Home > front end >  Can you bypass a "Terms and Conditions" prompt with BeautifulSoup?
Can you bypass a "Terms and Conditions" prompt with BeautifulSoup?

Time:10-19

I want to scrape a GIS city website for project names active in town of Brighton. https://brighton.maps.arcgis.com/apps/webappviewer/index.html?id=2e3dacc6615e4cf59b6db043cc3f12cc

However, I can't seem to bypass the initial Terms & Agreements checkbox. I'm still new to webscraping so I'm not sure where to begin with this one (outside of the typical imports & requests):

import requests
from bs4 import Beautifulsoup

URL = "https://brighton.maps.arcgis.com/apps/webappviewer/index.html?id=2e3dacc6615e4cf59b6db043cc3f12cc"
content = requests.get(URL)
soup = BeautifulSoup(content.text, "lxml")

I tried to follow this question: How to bypass Terms and Conditions agreement with Beautiful Soup, however, this is a totally different scenario. I feel confident I'll be able to figure out the scraping portion; it's just the "Terms and Agreements" prompt I can't get past. Please help I'm desperate!

CodePudding user response:

No reason to bypass the checkbox as you are interested in the content anyway.

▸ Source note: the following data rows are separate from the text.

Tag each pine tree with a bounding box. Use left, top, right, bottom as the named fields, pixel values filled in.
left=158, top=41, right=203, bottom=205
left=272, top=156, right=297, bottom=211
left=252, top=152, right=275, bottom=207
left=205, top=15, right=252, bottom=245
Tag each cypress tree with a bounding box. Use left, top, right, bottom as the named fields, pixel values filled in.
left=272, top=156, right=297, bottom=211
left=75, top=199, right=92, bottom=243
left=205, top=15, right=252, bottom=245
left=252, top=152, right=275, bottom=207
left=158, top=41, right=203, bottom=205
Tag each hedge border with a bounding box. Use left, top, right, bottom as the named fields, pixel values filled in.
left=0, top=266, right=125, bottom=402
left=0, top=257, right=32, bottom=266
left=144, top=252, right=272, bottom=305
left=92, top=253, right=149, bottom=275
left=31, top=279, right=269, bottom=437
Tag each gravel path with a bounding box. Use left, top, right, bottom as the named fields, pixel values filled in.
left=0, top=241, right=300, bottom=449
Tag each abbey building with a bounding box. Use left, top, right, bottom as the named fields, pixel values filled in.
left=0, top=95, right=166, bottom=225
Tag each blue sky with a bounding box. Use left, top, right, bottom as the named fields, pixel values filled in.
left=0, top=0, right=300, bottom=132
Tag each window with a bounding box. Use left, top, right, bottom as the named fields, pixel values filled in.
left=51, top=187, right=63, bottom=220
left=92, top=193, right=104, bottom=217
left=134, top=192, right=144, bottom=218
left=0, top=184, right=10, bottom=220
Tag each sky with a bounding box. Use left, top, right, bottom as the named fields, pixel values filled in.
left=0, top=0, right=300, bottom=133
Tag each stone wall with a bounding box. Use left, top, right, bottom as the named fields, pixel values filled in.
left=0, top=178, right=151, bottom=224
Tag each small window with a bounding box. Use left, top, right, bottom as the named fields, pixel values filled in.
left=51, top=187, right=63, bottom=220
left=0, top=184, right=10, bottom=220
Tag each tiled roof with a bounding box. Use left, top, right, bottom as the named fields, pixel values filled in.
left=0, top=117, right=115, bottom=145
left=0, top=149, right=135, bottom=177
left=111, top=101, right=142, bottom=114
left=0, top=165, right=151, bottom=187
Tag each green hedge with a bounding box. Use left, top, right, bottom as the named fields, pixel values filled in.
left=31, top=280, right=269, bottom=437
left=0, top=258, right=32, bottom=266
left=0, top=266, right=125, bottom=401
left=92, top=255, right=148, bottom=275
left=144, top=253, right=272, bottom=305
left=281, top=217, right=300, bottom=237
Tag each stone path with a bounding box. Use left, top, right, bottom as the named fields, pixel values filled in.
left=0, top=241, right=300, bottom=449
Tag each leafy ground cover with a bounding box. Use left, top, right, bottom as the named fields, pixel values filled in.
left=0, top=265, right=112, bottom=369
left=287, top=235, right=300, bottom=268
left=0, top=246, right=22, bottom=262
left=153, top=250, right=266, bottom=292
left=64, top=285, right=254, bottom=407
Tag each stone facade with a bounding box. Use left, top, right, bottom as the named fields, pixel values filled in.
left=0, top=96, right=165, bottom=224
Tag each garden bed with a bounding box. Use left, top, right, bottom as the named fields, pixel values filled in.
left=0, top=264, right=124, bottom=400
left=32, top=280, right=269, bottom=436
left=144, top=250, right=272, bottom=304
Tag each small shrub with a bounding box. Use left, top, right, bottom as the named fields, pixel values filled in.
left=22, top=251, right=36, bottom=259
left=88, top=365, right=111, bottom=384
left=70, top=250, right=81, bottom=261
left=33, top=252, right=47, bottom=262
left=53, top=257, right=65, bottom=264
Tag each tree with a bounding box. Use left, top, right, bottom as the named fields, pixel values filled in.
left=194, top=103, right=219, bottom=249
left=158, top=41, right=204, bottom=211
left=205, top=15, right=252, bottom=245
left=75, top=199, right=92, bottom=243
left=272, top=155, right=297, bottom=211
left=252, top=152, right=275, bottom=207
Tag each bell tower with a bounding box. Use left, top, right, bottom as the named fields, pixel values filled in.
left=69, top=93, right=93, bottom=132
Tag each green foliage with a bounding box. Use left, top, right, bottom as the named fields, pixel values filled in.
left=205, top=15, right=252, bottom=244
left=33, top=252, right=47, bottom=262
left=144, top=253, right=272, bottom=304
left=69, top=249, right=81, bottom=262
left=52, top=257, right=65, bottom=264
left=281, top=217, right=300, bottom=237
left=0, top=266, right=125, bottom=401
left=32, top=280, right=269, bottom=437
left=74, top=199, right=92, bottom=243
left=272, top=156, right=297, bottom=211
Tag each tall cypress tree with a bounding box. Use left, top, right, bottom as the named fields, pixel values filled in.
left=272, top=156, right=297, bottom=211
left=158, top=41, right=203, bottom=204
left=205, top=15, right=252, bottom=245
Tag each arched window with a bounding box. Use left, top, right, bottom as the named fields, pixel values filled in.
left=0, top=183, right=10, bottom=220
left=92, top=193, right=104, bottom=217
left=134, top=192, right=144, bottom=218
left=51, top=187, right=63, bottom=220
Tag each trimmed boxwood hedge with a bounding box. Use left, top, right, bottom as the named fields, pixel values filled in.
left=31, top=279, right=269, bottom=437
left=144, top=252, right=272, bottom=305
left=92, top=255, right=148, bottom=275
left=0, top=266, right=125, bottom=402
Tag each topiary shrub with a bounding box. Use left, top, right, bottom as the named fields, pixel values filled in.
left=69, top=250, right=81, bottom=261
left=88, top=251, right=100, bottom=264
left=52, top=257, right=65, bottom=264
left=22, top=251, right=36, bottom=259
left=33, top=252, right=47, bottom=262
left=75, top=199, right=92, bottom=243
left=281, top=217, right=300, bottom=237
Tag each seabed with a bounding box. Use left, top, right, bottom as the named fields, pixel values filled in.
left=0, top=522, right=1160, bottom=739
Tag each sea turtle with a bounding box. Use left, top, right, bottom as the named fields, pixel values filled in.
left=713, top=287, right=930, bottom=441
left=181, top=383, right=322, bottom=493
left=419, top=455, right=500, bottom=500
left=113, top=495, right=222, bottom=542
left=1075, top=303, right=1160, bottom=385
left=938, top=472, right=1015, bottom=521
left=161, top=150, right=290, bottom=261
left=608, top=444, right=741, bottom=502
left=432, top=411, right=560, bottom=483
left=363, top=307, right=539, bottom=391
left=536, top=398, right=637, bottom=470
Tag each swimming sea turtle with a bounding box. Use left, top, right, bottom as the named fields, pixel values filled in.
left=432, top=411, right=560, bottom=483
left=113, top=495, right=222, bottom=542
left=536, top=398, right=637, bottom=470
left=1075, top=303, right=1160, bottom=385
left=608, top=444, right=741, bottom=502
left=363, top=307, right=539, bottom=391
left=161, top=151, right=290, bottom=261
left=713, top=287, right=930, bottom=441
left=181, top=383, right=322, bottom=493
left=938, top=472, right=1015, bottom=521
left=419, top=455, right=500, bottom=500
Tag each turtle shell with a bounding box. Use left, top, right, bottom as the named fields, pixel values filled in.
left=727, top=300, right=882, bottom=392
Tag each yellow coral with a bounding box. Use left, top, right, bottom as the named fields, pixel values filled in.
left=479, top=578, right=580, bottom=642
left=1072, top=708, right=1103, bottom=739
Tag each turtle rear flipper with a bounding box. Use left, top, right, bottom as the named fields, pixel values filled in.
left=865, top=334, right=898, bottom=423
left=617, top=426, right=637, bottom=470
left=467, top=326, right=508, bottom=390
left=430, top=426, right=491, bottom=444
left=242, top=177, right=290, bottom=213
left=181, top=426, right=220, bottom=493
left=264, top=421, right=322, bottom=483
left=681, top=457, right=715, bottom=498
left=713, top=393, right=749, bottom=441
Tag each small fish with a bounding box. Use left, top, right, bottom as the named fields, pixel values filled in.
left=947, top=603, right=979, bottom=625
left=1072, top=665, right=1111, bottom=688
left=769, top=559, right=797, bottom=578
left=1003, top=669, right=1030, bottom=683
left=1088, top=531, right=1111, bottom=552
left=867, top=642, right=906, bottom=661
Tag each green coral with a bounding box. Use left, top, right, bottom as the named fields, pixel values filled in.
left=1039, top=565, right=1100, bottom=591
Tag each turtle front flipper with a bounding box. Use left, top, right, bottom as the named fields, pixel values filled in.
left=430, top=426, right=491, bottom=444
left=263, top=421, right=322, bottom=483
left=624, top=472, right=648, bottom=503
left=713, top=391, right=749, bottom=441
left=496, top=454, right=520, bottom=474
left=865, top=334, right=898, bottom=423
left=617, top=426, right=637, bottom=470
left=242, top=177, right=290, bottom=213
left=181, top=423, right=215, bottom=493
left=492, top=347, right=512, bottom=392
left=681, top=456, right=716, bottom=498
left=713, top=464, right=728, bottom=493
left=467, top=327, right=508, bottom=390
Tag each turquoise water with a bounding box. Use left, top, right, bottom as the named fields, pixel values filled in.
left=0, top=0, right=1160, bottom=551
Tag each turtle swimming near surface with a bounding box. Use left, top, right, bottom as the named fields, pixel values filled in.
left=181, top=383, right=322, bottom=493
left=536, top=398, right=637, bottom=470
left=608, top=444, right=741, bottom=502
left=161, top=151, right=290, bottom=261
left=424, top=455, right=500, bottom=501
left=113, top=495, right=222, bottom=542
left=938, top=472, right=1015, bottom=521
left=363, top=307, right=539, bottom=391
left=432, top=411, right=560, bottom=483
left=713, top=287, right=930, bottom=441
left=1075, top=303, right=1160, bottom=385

You can right-click the page, select inspect and then the network tab on the right side. Here you can see all the requests your browsers sends to load the page. As you can see its quite a lot. If you are using requests, you have to mimic this behavior. It seems like the data you are probably looking for is actually loaded from a different url.

r = requests.get("https://brighton.maps.arcgis.com/sharing/rest/content/items/2e3dacc6615e4cf59b6db043cc3f12cc/data?f=json").json()

This way you get a dictionary that you can work with. What information exactly are you interested in?

An alternative to requests is the selenium package, that simulates/controls a browser and lets you click on elements etc.

  • Related